Chris places both hands on my shoulders. “Liza, you did not murder Nick. You didn’t even know that he was sleeping with David until this week.”
I gnaw at my bottom lip as I shake my head. “With my history of suppression, I could have found out before and then forgot. But while I knew, I might have—”
Chris hushes me. “You are my best friend, Lizzie. I’ve known you for how many years? You’re the most loving, caring, honest, good human being that I know. You didn’t kill Nick.”
I want to believe her, to trust that murder is not in my character. But I didn’t know who I was until moments ago. I have the backstory of a bad person.
“Nick was shot, Chris. He was shot and I buried a gun.”
“There must be another explanation.” Her eyes widen. “Maybe David buried the gun.”
“At my house? Where I knew to look?”
Again, she shushes me, patting the air this time for me to control the hysterical wavering in my voice. “It was buried beneath the hedge like where the woman disposed of the murder weapon in Drowned Secrets. Maybe that’s where David got the idea.”
“Come on, Chris. Why would he do that?”
Chris digs her hands into her hair, picking up the twisted section into a ponytail. She holds it atop her head, thinking. After thirty seconds, she lets her hair drop with a long exhale. “In case the police suspected him . . .”
She doesn’t need to finish. Her eyes say the rest. She thinks David wanted the gun to point to me. My husband was setting me up for Nick’s murder.
Chapter 18
Endings don’t stop time. My marriage and a woman’s life are finished, but Vicky is howling in her bassinet, begging for my breast. Her life goes on and so must mine. I am a single mother. I don’t have the luxury of wallowing in guilt.
I tell Tyler that I’m heading to my mom’s house across the river. With all the lies I’ve told about Jake, he’d feel honor bound to keep me from my apartment as long as my husband might be there. He doesn’t know that I’ve kicked Jake out already. It didn’t fit the damsel-in-distress narrative that I’d used to convince Tyler to let me back in his bed.
He knows that we’ll never see each other again. I can tell by the way Tyler lets his fingers linger in my palm as I step into the hallway and cautions me to “take care of myself.” In another life, I’d be with a man like him.

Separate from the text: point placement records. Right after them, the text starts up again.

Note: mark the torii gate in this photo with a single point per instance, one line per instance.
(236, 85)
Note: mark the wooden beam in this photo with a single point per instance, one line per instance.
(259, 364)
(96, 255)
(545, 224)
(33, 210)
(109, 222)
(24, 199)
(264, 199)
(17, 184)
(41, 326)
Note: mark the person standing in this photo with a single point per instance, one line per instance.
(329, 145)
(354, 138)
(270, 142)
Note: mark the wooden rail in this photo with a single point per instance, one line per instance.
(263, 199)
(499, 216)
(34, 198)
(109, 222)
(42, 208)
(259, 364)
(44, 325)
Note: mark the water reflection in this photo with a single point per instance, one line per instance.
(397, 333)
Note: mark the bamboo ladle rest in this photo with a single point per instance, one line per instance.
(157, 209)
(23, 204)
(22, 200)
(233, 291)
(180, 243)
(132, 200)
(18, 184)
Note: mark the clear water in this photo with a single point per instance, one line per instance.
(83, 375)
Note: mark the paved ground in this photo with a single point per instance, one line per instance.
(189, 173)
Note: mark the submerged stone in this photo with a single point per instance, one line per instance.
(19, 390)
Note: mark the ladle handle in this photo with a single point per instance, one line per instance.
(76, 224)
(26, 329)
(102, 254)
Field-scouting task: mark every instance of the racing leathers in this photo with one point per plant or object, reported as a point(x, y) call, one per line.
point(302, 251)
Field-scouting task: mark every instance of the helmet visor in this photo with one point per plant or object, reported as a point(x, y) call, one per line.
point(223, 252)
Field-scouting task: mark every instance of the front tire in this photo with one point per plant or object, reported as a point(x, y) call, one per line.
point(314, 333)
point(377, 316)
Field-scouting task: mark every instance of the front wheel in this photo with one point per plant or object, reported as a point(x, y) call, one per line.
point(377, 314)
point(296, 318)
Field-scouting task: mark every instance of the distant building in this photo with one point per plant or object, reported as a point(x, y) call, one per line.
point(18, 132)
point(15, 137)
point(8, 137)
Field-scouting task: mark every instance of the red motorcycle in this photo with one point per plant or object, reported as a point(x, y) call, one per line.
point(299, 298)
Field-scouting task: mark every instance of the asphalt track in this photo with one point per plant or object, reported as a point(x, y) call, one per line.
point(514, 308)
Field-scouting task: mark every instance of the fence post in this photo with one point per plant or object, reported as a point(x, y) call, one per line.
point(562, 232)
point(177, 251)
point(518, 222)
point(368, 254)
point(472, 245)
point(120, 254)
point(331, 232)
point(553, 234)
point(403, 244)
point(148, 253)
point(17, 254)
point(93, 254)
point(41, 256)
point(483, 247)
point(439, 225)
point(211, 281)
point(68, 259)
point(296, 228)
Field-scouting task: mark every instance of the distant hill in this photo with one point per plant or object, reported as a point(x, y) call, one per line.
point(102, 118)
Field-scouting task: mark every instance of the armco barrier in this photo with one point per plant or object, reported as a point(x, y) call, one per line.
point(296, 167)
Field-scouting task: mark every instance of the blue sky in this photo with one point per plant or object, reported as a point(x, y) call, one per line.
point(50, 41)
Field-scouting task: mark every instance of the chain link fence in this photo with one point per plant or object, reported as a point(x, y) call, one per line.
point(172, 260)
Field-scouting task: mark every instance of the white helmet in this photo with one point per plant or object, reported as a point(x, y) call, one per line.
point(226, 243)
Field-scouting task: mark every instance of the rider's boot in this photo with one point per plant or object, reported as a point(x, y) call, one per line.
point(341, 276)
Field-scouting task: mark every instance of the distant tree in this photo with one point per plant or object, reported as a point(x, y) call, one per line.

We would share our stories over bottles of wine, take our kids to picnics in the park, laugh at one another’s jokes. Make love until morning. We’d build a happy blended family based on kindness and mutual respect.
But I’m a murderer. I don’t get that happy ending.
Fortunately, Jake is gone when I reenter the apartment. Vicky is near hysterics from a full diaper. I lift my baby from the carriage and hold her against me with both hands, too weak from all the emotions and activity in the past twenty-four hours to trust myself with a dangling football carry. The changing table is in the bedroom. As I enter, I can’t help but notice that the covers on Jake’s side of the mattress are tossed back onto my spot by the window. His refusal to make the bed seems vengeful. In my head, I can imagine him excusing his sloppiness: You can’t kick me out and think I’m going to straighten up before I leave.